Introduction to Malbolge
Malbolge,
for those not familiar with it, is a language designed to be difficult
(or perhaps impossible - until recently, there was not even an informal
argument showing Turing completeness) to
program in. For example, the effect of any instruction depends on
where it is located in memory (mod 94, of course), all instructions
are self-modifying (according to a permutation table) and both the
code and data pointers are incremented after every instruction, making
it hard to re-use any code or data. There is no way to initialize
memory except to one of the 8 instruction characters, there is no LOAD
or STORE operator, and the only available memory operators (both of
them) work in trinary and are designed to be opaque. The only control
flow construct is an unconditional computed jump, which is also nearly
worthless since there is no way (or certainly no obvious way) to set
memory to anything except the 8 instruction characters.
Believe it or not,
Counter
021010011
people (counted in trinary, of course)
have so far have expressed an interest in programming in Malbolge!
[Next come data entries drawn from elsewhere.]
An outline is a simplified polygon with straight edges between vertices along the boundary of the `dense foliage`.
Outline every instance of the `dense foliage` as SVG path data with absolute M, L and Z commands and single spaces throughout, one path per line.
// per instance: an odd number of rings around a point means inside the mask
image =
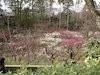
M 84 61 L 73 61 L 68 59 L 67 64 L 55 61 L 52 67 L 45 67 L 35 71 L 27 70 L 27 66 L 16 72 L 8 71 L 6 75 L 99 75 L 100 74 L 100 40 L 91 39 L 83 47 L 85 53 Z M 2 74 L 0 74 L 2 75 Z

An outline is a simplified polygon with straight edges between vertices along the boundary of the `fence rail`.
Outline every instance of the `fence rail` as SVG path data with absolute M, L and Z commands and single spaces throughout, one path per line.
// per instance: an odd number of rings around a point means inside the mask
M 26 65 L 27 68 L 44 68 L 44 67 L 53 67 L 53 65 Z M 22 68 L 22 65 L 5 65 L 5 68 Z

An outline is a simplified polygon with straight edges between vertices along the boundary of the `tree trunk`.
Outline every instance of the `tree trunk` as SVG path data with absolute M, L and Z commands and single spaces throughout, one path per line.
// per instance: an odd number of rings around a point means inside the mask
M 85 0 L 88 9 L 94 16 L 100 16 L 100 13 L 96 10 L 93 0 Z

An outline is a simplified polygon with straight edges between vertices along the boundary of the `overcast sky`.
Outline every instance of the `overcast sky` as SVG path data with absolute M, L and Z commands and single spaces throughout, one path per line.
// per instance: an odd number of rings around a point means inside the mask
M 96 1 L 97 4 L 100 3 L 100 0 L 95 0 L 95 1 Z M 8 8 L 7 8 L 7 6 L 5 6 L 5 3 L 3 2 L 3 0 L 1 0 L 1 4 L 3 5 L 2 9 L 8 10 Z M 74 0 L 74 4 L 75 5 L 71 9 L 75 10 L 75 11 L 81 11 L 82 8 L 84 7 L 85 2 L 83 0 L 82 3 L 76 4 L 76 0 Z M 58 0 L 55 0 L 55 3 L 53 3 L 53 8 L 62 8 L 62 7 L 63 7 L 62 5 L 59 5 Z

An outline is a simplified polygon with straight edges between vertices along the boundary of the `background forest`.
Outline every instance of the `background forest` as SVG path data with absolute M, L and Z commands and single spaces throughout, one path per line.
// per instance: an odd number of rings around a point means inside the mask
M 100 1 L 0 0 L 0 57 L 22 65 L 7 75 L 99 75 Z

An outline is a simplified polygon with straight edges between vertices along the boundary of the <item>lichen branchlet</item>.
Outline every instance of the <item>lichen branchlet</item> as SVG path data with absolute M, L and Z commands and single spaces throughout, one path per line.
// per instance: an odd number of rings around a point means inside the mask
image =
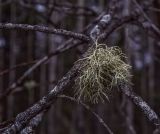
M 117 46 L 107 47 L 96 43 L 86 57 L 78 60 L 80 74 L 75 80 L 75 96 L 92 103 L 104 102 L 108 93 L 121 83 L 130 84 L 130 68 L 125 54 Z

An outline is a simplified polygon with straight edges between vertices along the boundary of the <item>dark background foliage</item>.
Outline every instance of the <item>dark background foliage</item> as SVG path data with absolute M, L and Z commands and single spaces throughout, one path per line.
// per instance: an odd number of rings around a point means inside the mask
M 115 1 L 114 4 L 110 3 Z M 114 17 L 141 12 L 135 0 L 0 0 L 0 22 L 42 25 L 82 32 L 104 10 Z M 160 1 L 138 1 L 151 22 L 160 27 Z M 112 16 L 112 14 L 111 14 Z M 143 13 L 137 22 L 128 22 L 103 40 L 117 45 L 128 56 L 132 66 L 133 90 L 160 113 L 160 35 L 150 30 L 151 22 Z M 88 35 L 88 32 L 85 32 Z M 36 31 L 0 30 L 0 93 L 20 78 L 38 59 L 43 58 L 69 37 Z M 14 92 L 0 102 L 0 122 L 11 120 L 46 95 L 73 66 L 88 44 L 67 50 L 50 58 L 31 73 Z M 72 84 L 73 85 L 73 84 Z M 73 96 L 74 86 L 64 94 Z M 109 125 L 115 134 L 151 134 L 155 126 L 125 95 L 117 89 L 109 102 L 88 104 Z M 106 134 L 107 130 L 83 106 L 58 99 L 36 128 L 39 134 Z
Note that if your first impression is that counting visitors in trinary
is rather inconvenient, then you are
missing the point of
Malbolge altogether.
Originally, information about Malbolge was published at the site below,
though this
site is now dead, according to the author:
http://www.mines.edu/students/b/bolmstea/malbolge/
Fortunately (or maybe not) this information has been preserved. A
copy of the original site was archived at
http://web.archive.org/web/20000815230017/http:/www.mines.edu/students/b/bolmstea/malbolge/
The language specification copied from the original site: Malbolge language
specification
The reference interpreter copied from the original site: Malbolge
Interpreter.
Note: Where the spec and the interpreter differ (for example, the
spec calls '<' an INPUT instruction and '/' an OUPUT, but the
interpreter does the opposite), in this work the interpreter is held to
be correct.
Although the language has been out for many years, the most complex
known program (until now) is 'hello, world', available in several
versions.
http://www.acooke.org/andrew/writing/malbolge.html
http://www.antwon.com/index.php?p=234
http://www.wikipedia.org/wiki/Malbolge_programming_language
http://www2.latech.edu/~acm/helloworld/malbolge.html
There is a claim that the '99 bottles of beer' program has been
written in Malbolge. ( See http://99-bottles-of-beer.ls-la.net/m.html)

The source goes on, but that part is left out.